BreakingNews

Dua Pahlawan dari Timur Indonesia Diabadikan di Mata Uang Rupiah



JURNALTIMUR,-Presiden Joko Widodo sudah menetapkan 12 pahlawan nasional untuk diabadikan dalam gambar mata uang rupiah kertas dan logam. Dari 12 nama itu, dua di antaranya berasal dari wilayah timur Indonesia. Mereka adalah Frans Kaisepo asal Biak, Papua, dan Prof. Dr. Ir. Herman Johanes asal Pulau Rote, Nusa Tenggara Timur.
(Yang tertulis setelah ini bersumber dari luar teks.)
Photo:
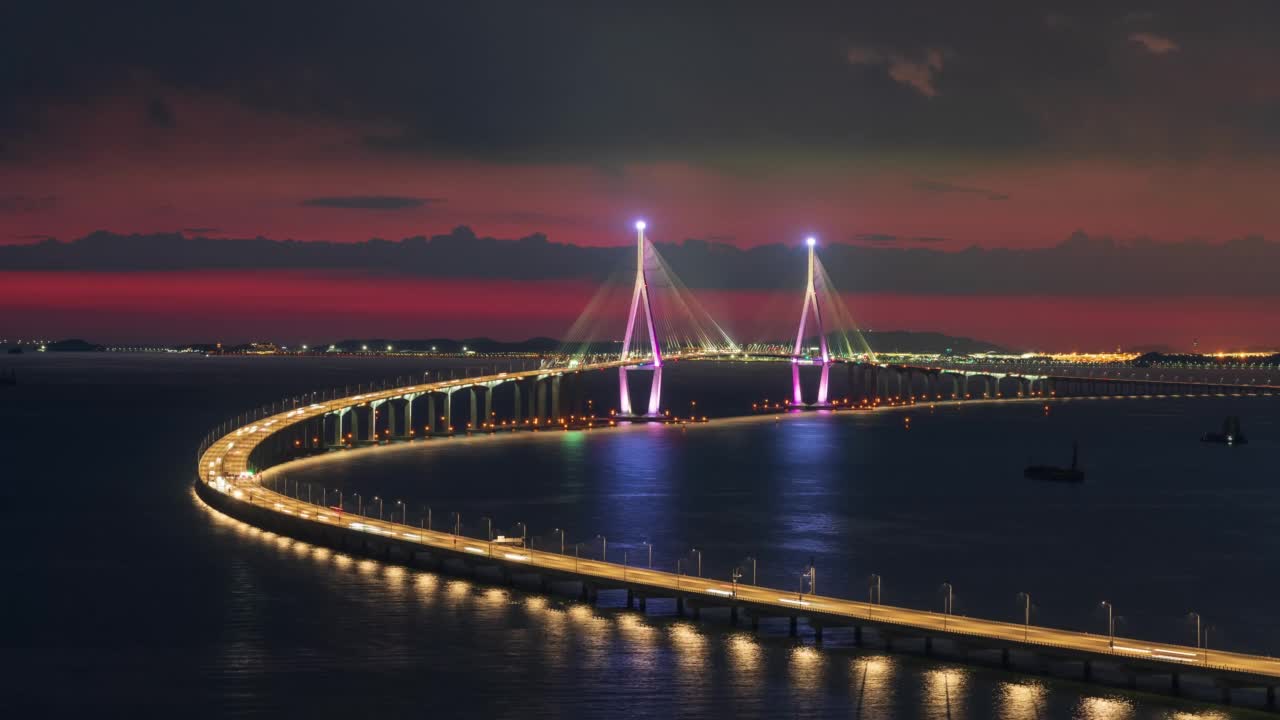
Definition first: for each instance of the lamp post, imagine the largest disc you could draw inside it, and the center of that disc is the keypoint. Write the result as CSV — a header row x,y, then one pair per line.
x,y
1111,625
1027,615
Gambar pahlawan nasional Frans Kaisiepo akan dijadikan sebagai gambar pada bagian depan rupiah kertas dengan pecahan Rp10.000, sedangkan gambar pahlawan nasional Herman Johanes sebagai gambar bagian depan rupiah logam dengan pecahan Rp100.

Penetapan itu termuat dalam Keputusan Presiden Nomor 31 Tahun 2016 tentang Penetapan Gambar Pahlawan Nasional sebagai Gambar Utama pada Bagian Depan Rupiah Kertas dan Rupiah Logam Negara Kesatuan Republik Indonesia. Selanjutnya, penyusunan disain dan penerbitan akan diurus oleh Bank Indonesia.

Herman Johanes lahir di Rote, 28 Mei 1912. Karena pandai, dia mengantongi beasiswa bersekolah di Technische Hogeschool (THS) Bandung. Si penyuka ilmu fisika ini pernah diminta untuk membangun laboratorium senjata bagi Tentara Nasional Indonesia.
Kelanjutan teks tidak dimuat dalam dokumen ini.